Wood is everywhere. Anywhere, really. Even in the offices of associations against deforestation: a global market worth 630 billion euros in 2021 alone. it will exceed € 900 billion in just 4 years. Okay, we all agree: reforestation alone will not help us heal all human damage, but do we really have to cut down every tree on the planet before we understand that we are killing ourselves?
A new solution promises an end to this vicious circle. What if we could "grow" wood with cellular agriculture, and use cultivated wood instead of cutting down trees? MIT confirmed this possibility, developing a technique that produces wood of any shape and size in the laboratory.
How did they do it?
In essence, MIT scientists have managed to give normal plant cells the same properties as stem cells. They extracted cells from the leaves of a flowering plant called Zinnia elegans, and then they kept them in liquid for a couple of days. In the next step, the researchers "enriched" these plant cells with nutrients and hormones.
After a while, these plant cells produced new plant cells. By modulating the dosage of hormones, the researchers also modulated the physical and mechanical characteristics of the newly grown cells. Higher levels of hormones, stiffer material.
According to the researcher Ashley Beckwith, who led the research, simply altering tiny amounts of these chemicals is enough to bring about significant changes in terms of physical results.
It goes to print: and without waste
Beckwith and her team were also able to 3D print custom-designed structures from cultured plant cells, using a 3D bioprinting method. The experiment was conducted for three months, keeping the plant material produced in the laboratory "incubated" in the dark.
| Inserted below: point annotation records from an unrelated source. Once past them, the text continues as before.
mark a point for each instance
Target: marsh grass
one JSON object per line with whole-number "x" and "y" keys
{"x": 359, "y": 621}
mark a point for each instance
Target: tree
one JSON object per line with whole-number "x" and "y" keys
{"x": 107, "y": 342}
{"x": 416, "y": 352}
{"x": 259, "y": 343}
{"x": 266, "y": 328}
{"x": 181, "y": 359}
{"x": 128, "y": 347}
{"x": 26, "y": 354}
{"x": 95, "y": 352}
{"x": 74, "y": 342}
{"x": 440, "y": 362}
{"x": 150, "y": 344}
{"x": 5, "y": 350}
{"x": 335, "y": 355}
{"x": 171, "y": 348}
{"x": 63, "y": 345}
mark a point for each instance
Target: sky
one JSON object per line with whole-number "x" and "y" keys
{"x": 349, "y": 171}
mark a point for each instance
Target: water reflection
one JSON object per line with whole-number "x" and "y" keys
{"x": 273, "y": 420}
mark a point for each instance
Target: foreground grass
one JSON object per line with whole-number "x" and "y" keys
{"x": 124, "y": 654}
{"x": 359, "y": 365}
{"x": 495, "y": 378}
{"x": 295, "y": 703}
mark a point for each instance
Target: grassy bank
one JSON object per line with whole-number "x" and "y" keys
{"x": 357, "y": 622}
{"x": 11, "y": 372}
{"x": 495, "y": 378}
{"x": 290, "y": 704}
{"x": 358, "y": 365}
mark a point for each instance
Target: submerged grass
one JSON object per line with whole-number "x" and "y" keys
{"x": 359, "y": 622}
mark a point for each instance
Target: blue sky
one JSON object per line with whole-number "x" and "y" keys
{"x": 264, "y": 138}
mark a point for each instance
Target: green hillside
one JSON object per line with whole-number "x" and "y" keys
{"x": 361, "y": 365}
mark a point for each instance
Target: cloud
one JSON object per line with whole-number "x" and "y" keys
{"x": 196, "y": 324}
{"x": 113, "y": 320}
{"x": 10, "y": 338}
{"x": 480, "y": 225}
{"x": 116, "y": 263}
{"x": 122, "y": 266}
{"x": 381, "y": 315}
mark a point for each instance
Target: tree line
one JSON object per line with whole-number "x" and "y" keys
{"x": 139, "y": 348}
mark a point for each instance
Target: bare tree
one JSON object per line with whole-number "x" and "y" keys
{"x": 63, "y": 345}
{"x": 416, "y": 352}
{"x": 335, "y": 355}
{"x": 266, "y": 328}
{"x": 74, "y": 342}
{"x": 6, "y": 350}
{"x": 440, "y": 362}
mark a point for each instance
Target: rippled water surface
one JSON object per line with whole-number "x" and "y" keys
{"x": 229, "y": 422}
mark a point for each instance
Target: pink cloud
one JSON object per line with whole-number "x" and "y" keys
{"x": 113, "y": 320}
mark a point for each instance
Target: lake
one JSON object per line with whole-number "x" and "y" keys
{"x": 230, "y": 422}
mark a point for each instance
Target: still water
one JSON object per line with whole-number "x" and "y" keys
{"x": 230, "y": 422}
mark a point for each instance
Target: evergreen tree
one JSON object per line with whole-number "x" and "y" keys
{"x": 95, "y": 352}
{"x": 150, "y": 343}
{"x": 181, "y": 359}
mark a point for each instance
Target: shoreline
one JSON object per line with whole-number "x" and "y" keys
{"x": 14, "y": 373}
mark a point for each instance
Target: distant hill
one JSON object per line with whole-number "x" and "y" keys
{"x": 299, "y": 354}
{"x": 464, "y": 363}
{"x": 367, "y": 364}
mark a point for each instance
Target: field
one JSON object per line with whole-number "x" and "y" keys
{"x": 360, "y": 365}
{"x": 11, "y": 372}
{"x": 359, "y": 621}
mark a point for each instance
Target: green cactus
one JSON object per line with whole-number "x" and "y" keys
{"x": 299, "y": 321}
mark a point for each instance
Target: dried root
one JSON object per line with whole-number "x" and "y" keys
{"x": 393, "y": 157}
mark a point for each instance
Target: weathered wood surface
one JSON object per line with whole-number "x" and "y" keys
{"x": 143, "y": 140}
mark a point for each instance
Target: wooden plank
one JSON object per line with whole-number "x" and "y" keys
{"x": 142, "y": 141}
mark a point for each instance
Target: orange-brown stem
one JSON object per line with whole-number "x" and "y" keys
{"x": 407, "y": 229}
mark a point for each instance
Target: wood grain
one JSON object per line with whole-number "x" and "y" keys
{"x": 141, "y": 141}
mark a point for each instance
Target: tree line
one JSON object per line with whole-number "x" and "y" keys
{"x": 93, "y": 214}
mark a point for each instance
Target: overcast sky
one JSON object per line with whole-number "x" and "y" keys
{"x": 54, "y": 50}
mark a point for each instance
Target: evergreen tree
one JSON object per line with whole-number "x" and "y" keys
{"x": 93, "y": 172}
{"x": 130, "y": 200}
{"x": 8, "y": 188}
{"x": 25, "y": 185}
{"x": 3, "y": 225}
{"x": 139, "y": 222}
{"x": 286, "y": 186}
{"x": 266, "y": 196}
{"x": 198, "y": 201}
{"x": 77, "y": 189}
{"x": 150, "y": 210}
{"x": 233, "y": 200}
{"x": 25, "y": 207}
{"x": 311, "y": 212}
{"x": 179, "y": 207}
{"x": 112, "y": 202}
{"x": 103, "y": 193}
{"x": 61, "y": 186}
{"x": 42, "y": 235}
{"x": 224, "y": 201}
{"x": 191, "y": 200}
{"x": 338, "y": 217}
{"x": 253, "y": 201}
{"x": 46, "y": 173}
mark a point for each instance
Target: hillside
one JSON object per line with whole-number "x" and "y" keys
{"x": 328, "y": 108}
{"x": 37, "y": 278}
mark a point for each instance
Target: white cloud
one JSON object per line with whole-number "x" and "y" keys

The cultivated wood stunned researchers: it not only survived, but also grown at twice the rate of a normal tree.
Excellent news also against waste, if you take into account that the processing of wooden furniture involves a loss of about 30% of the wood used. The bioprinting technique used at MIT does not generate any waste. Zero. No subtractive operations: in the future we could choose the shape of a chair, print it and stop. Not a single chip more.
When is the wood "grown" in the laboratory?
For now at MIT they have managed to show that this plant material can be grown in the laboratory and that its mechanical properties can be changed, but the research is still in its infancy. More studies and tests will be needed before the technique can be improved and used to "grow and print" the first furniture.
I can't wait for it to happen: every year we cut down 15 billion trees. Fifteen billion.
Each year, humans cull about 15 billion trees. A catastrophe that triggers a thousand problems related to climate change. If successful, this MIT "cultivated wood" will help us get rid of deforestation. Forever.